You can learn more about the Alliance for Clinical Trials in Oncology at:

http://www.allianceforclinicaltrialsinoncology.org/main/#!

If you are interested in making an appointment at Memorial Sloan Kettering or receiving a consult, you can contact MSK's International Center at 1-212-639-4900 (http://www.mskcc.org/cancer-care/international-patients). The email address is international@mskcc.org

Finally, to look for other clinical trials for malignant fibrous histiocytoma, you can check the clinical trials site operated by the National Cancer Institute at:

https://clinicaltrials.gov/ct2/results?term=malignant+fibrous+histiocytoma

Do you treat stage1 recurrent endometrial cancer with immunotherapy?

Evelyn, there do not appear to be any immunotherapy clinical trials for endometrial cancer at present. You might contact Memorial Sloan Kettering's Immunotherapeutics Clinic (ITC) for more up to date information.

http://www.mskcc.org/cancer-care/clinical-trials/immunotherapeutics-clinic

The ITC can be reached by phone at 646-888-3359.

If you would like to make an appointment with a Memorial Sloan Kettering physician, please call our Physician Referral Service at 800-525-2225 or go to http://www.mskcc.org/cancer-care/appointment. Thanks for your comment.

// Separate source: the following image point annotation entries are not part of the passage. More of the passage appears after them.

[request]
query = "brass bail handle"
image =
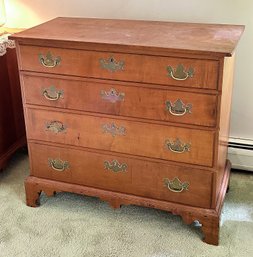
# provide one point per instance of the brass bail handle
(52, 94)
(180, 73)
(176, 185)
(178, 108)
(177, 146)
(58, 164)
(49, 61)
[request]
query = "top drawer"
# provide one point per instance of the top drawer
(181, 72)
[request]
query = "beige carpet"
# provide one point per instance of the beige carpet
(73, 225)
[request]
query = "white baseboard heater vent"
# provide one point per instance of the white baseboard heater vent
(240, 153)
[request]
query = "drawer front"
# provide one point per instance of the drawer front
(126, 175)
(115, 99)
(136, 138)
(126, 67)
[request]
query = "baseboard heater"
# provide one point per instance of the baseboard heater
(240, 153)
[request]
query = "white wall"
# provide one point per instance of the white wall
(27, 13)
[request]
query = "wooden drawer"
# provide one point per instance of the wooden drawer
(116, 99)
(181, 72)
(126, 175)
(116, 135)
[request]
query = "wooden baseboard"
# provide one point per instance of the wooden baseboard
(9, 152)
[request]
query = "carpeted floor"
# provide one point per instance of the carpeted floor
(73, 225)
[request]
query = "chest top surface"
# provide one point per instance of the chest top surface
(170, 36)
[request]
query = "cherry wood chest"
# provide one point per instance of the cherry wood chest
(132, 112)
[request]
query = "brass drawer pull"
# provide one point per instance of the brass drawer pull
(115, 166)
(55, 126)
(176, 185)
(112, 95)
(58, 164)
(178, 108)
(113, 129)
(52, 94)
(111, 64)
(177, 146)
(180, 73)
(49, 61)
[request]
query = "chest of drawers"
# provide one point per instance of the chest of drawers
(132, 112)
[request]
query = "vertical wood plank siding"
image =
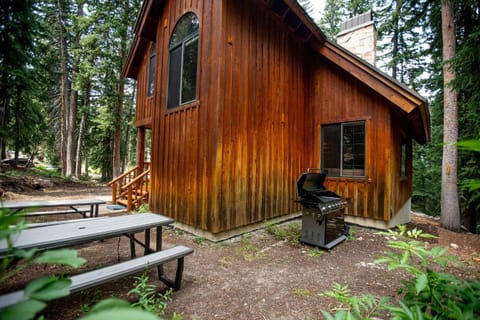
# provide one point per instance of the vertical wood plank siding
(337, 98)
(232, 157)
(143, 113)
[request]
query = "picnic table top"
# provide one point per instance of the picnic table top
(49, 203)
(83, 231)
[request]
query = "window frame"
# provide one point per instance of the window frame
(151, 70)
(177, 75)
(341, 149)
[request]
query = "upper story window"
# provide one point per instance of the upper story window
(343, 149)
(151, 71)
(183, 65)
(403, 159)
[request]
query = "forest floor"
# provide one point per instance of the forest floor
(253, 276)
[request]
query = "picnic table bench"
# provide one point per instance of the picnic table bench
(85, 207)
(100, 276)
(71, 233)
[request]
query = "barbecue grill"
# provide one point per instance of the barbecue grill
(319, 205)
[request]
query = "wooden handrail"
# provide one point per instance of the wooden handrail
(139, 177)
(124, 184)
(126, 173)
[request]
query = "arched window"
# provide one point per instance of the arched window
(182, 73)
(151, 71)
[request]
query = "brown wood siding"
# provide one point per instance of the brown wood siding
(143, 112)
(184, 139)
(231, 158)
(402, 185)
(263, 118)
(337, 97)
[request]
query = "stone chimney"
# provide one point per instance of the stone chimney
(359, 36)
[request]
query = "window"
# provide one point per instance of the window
(343, 149)
(403, 159)
(182, 73)
(151, 71)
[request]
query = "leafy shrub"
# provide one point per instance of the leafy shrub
(428, 294)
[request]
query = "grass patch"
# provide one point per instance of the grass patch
(290, 232)
(248, 250)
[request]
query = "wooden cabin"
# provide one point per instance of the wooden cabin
(241, 97)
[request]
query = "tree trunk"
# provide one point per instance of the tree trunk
(450, 215)
(120, 90)
(82, 128)
(63, 88)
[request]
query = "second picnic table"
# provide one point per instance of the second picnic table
(74, 206)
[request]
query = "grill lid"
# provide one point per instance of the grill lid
(310, 182)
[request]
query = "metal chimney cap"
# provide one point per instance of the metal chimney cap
(356, 21)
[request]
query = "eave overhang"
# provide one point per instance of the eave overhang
(407, 102)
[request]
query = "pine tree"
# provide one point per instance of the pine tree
(450, 216)
(21, 95)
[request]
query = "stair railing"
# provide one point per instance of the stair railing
(137, 190)
(124, 179)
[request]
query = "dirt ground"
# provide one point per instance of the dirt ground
(253, 276)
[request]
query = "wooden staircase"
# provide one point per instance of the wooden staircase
(131, 189)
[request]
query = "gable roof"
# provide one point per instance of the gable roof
(407, 103)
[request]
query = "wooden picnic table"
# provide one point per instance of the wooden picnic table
(89, 230)
(74, 205)
(81, 231)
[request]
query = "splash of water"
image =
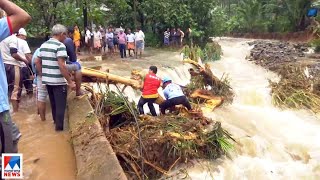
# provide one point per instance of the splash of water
(273, 143)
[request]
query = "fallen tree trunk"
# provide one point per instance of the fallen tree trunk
(92, 73)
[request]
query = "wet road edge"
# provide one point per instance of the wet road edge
(94, 155)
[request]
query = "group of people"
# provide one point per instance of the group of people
(103, 40)
(174, 37)
(173, 93)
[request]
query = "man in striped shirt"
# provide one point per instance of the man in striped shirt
(54, 73)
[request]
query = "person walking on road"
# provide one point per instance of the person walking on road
(122, 43)
(130, 39)
(9, 132)
(139, 39)
(55, 74)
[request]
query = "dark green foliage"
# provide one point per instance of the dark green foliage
(206, 18)
(153, 40)
(316, 44)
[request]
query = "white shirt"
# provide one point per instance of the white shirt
(109, 36)
(97, 35)
(23, 49)
(5, 45)
(130, 37)
(139, 36)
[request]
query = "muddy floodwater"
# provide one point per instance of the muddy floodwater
(48, 155)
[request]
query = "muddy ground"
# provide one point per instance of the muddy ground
(116, 65)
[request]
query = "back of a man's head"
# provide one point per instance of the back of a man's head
(70, 30)
(154, 69)
(58, 29)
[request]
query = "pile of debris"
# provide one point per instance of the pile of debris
(152, 146)
(205, 84)
(271, 54)
(295, 90)
(299, 86)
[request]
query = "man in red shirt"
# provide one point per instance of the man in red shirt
(150, 88)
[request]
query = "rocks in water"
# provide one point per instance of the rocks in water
(270, 54)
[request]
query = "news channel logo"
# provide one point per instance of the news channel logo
(12, 166)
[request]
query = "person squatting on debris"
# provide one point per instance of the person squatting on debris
(9, 132)
(174, 96)
(55, 74)
(122, 43)
(150, 86)
(77, 38)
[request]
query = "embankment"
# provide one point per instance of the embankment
(95, 158)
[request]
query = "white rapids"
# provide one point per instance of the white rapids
(272, 143)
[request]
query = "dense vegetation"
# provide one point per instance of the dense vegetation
(205, 17)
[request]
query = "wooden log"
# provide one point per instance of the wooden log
(88, 72)
(210, 78)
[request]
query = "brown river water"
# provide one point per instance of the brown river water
(272, 143)
(48, 155)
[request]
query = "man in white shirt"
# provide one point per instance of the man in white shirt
(12, 60)
(25, 52)
(139, 39)
(130, 40)
(88, 40)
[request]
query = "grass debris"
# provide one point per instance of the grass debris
(149, 147)
(295, 89)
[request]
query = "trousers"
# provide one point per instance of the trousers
(58, 101)
(150, 102)
(175, 101)
(122, 48)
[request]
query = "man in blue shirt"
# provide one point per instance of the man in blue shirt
(174, 96)
(42, 92)
(72, 65)
(16, 19)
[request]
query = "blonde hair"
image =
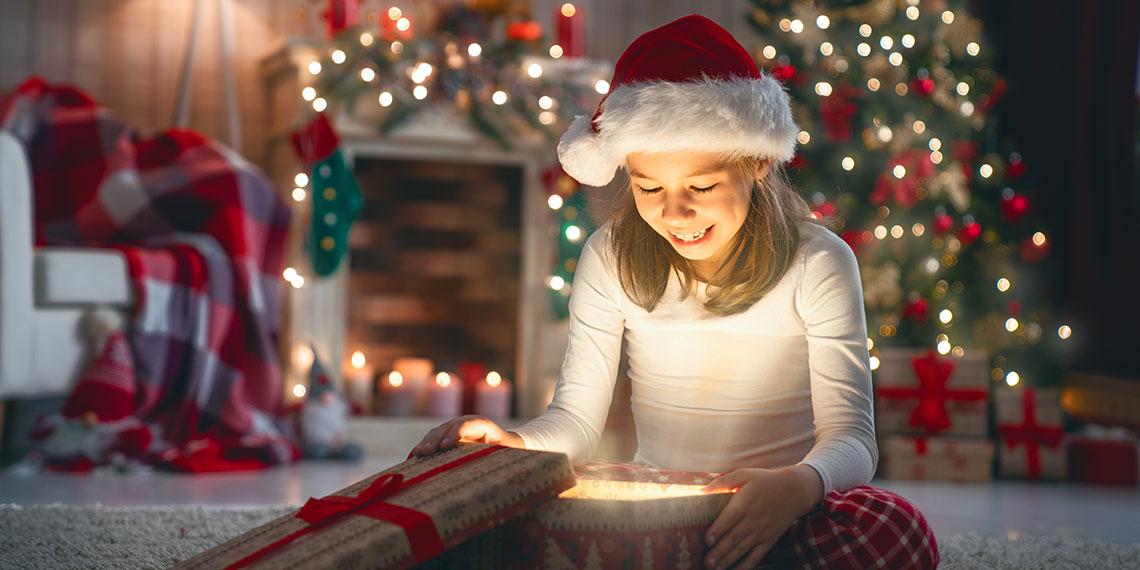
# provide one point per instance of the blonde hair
(760, 252)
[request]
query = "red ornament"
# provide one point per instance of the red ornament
(943, 224)
(782, 73)
(341, 15)
(837, 112)
(523, 31)
(969, 233)
(1015, 169)
(917, 310)
(570, 30)
(922, 87)
(1015, 208)
(904, 192)
(1034, 252)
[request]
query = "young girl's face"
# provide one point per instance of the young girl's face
(695, 201)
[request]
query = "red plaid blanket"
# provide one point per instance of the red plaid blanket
(203, 233)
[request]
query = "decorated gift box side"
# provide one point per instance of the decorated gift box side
(1101, 455)
(404, 515)
(918, 391)
(1032, 441)
(936, 458)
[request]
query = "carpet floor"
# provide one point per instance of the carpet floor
(65, 537)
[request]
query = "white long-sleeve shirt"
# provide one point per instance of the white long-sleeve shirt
(787, 381)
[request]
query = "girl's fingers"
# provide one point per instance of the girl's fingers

Is immunotherapy used on clinical trials only or is this available as a standard treatments as well?
Many thanks,
Fulvio

Fulvio, some immunotherapy, including the drug ipilimumab (Yervoy) discussed in this blog post, is approved by the FDA and considered a standard treatment. Other immunotherapies, such as the engineered T cells also discussed, are only available as part of a clinical trial. Thank you for your comment.

Is immunotherapy available for stage IV colon cancer mets to liver (currently deemed inoperable)

Ann, thank you for reaching out. There don't appear to be any clinical trials currently testing immunotherapy to treat liver mestastases. However, you can contact MSK's Physician Referral Service to make an appointment with a disease specialist who would then investigate with Memorial Sloan Kettering's Immunotherapeutics Clinic (ITC).

http://www.mskcc.org/cancer-care/appointment

If you are already a patient here at MSK, you can ask your primary oncologist to make a referral to the Immunotherapeutics Clinic (ITC) at Memorial Sloan Kettering Cancer Center.

Thank you for your comment.

I would like to know if you have any upcoming immunotherapy t cell trials for solid tumors in the lungs and breast cancer

J, our investigators have done research on using T cells to treat lung and breast cancers that have metastasized to the chest wall. You can read more about their work here: http://www.mskcc.org/blog/immunotherapy-shows-promise-treating-solid-tumors-chest. They hope to launch a trial for this therapy the first half of 2015. Thank you for your comment.

I am a patient at Sloan with follicular B cell lymphoma that has trans mutated in large B cell lymphoma. I was treated with bendermustine and rituximab My cancer returned and my dr wants to treat me with rchops. I will not do it. When will the trials start on lymphoma and what will the criteria be?

Steve, there is an open trial at MSK using engineered T cells for which you might qualify. The lead investigator is Craig Sauter. You should speak with your MSK treating physician about what the criteria are for the trial. Thank you for your comment.

Hi there
I've been reading with interest about the immuno drugs that you are using especially nivolumab. I see that you are now trailing it on patients with advance oesophageal cancer. Have you seen any positive results with it or is it too early in the trail status.